For a movie that calls to mind in various ways so many other movies, District 9 is somehow, surprisingly, an original - both a comic-book horror story with lots of video-game attack graphics, but also a political allegory in some way (could it have been made anywhere by S.Africa?) that inevitably forces us to think about Apartheid, the homeland settlements, the African slums (cf The Constant Gardener), and even the West Bank. But most of all it's a horror film in which the horror, the "monster," is an infection from the inside - Alien being the classic version of this, but more recently The Fly (the closest in mood to D 9), Iron Man (the hero becomes repulsive but superpowerful). And above all - it's the "anti-Avatar" - in this case earth (J-Burg) is "Pandoro," invaded by repulsive aliens, who live in an encampment.
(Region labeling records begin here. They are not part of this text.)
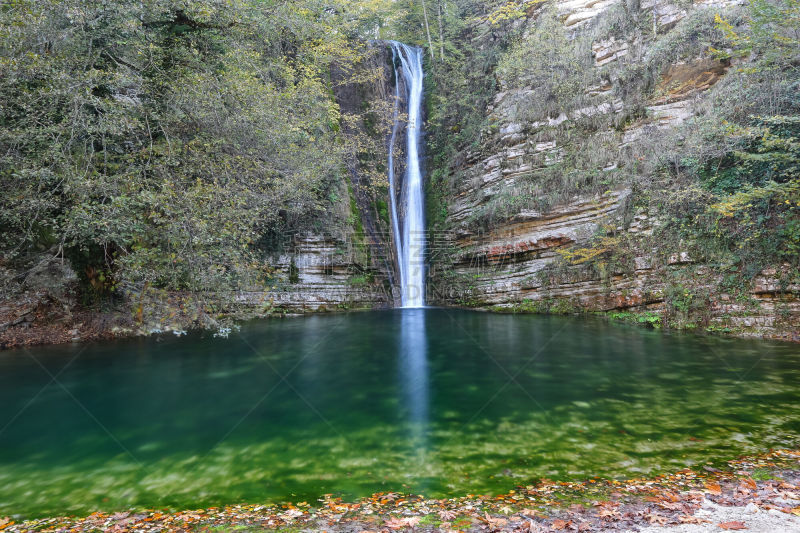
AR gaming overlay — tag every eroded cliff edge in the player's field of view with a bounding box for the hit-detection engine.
[429,0,800,341]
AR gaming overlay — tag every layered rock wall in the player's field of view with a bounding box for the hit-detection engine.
[429,0,800,341]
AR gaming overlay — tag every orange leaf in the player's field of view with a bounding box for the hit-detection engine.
[717,520,747,530]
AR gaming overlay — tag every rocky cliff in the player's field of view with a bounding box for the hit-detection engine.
[430,0,800,341]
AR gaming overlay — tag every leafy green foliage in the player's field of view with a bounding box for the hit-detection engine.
[0,0,376,300]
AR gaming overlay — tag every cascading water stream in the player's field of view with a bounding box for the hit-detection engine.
[389,41,425,307]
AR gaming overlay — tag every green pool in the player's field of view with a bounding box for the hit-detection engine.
[0,309,800,517]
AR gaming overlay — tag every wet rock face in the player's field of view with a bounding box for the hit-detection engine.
[430,0,800,341]
[237,234,392,314]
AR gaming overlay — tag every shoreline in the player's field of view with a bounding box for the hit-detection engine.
[0,450,800,533]
[0,305,800,352]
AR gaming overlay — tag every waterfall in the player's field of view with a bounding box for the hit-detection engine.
[388,41,425,307]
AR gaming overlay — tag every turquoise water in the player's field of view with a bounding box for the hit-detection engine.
[0,309,800,517]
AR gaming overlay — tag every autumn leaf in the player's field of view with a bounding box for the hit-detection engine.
[439,509,458,522]
[384,516,409,529]
[717,520,747,530]
[678,515,709,524]
[741,477,758,490]
[597,507,620,520]
[705,481,722,496]
[553,519,572,531]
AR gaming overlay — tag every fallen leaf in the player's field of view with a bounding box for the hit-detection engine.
[553,519,572,531]
[439,509,458,522]
[705,481,722,496]
[717,520,747,530]
[678,515,710,524]
[647,513,667,526]
[597,507,620,519]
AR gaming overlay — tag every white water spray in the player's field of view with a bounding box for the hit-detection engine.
[389,41,425,307]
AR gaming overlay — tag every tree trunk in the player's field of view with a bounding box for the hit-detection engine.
[436,0,444,63]
[422,0,435,61]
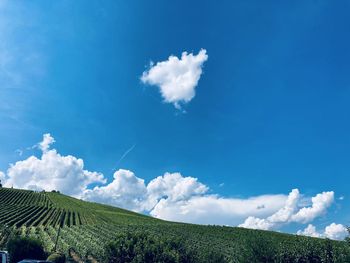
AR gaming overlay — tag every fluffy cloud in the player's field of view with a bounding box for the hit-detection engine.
[83,169,147,211]
[0,134,344,233]
[83,170,286,225]
[239,189,334,230]
[141,49,208,109]
[38,133,56,152]
[297,224,321,237]
[297,223,348,240]
[292,192,334,223]
[324,223,348,240]
[1,134,105,196]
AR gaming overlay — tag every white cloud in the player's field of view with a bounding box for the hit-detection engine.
[0,171,6,183]
[141,49,208,109]
[239,189,334,230]
[297,223,348,240]
[38,133,55,152]
[324,223,348,240]
[1,134,105,196]
[83,169,147,211]
[0,134,344,233]
[83,170,286,225]
[292,191,334,223]
[297,224,321,237]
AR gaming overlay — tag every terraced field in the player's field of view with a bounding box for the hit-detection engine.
[0,188,350,262]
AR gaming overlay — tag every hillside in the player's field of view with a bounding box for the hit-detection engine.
[0,188,350,262]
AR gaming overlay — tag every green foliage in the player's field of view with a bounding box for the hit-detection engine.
[47,253,66,263]
[0,188,350,263]
[106,232,225,263]
[7,236,46,262]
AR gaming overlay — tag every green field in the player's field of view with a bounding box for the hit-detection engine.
[0,188,350,262]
A human ventures in among them and becomes one of them, against his will - but here it's a horror story whereas in Avatar the Pandorans are attractive and wise, and the hero chooses to stay among them. The use of fast-paced news video at the outset reminded me of that Australian Romeo & Juliet of some years back, set in Mexico, and the whole mood, of the planet teetering on the brink, much like Children of Men. Obviously, it touches a lot of themes, and is a kind of avatar in and of itself - speaking to so many of our contemporary anxieties about changes in our planet, vulnerability to disease, contact with other civilizations. The battle scene, as almost always happens, went on far too long and was hard to follow (there's obviously a huge market for this), but otherwise a smart and disturbing movie.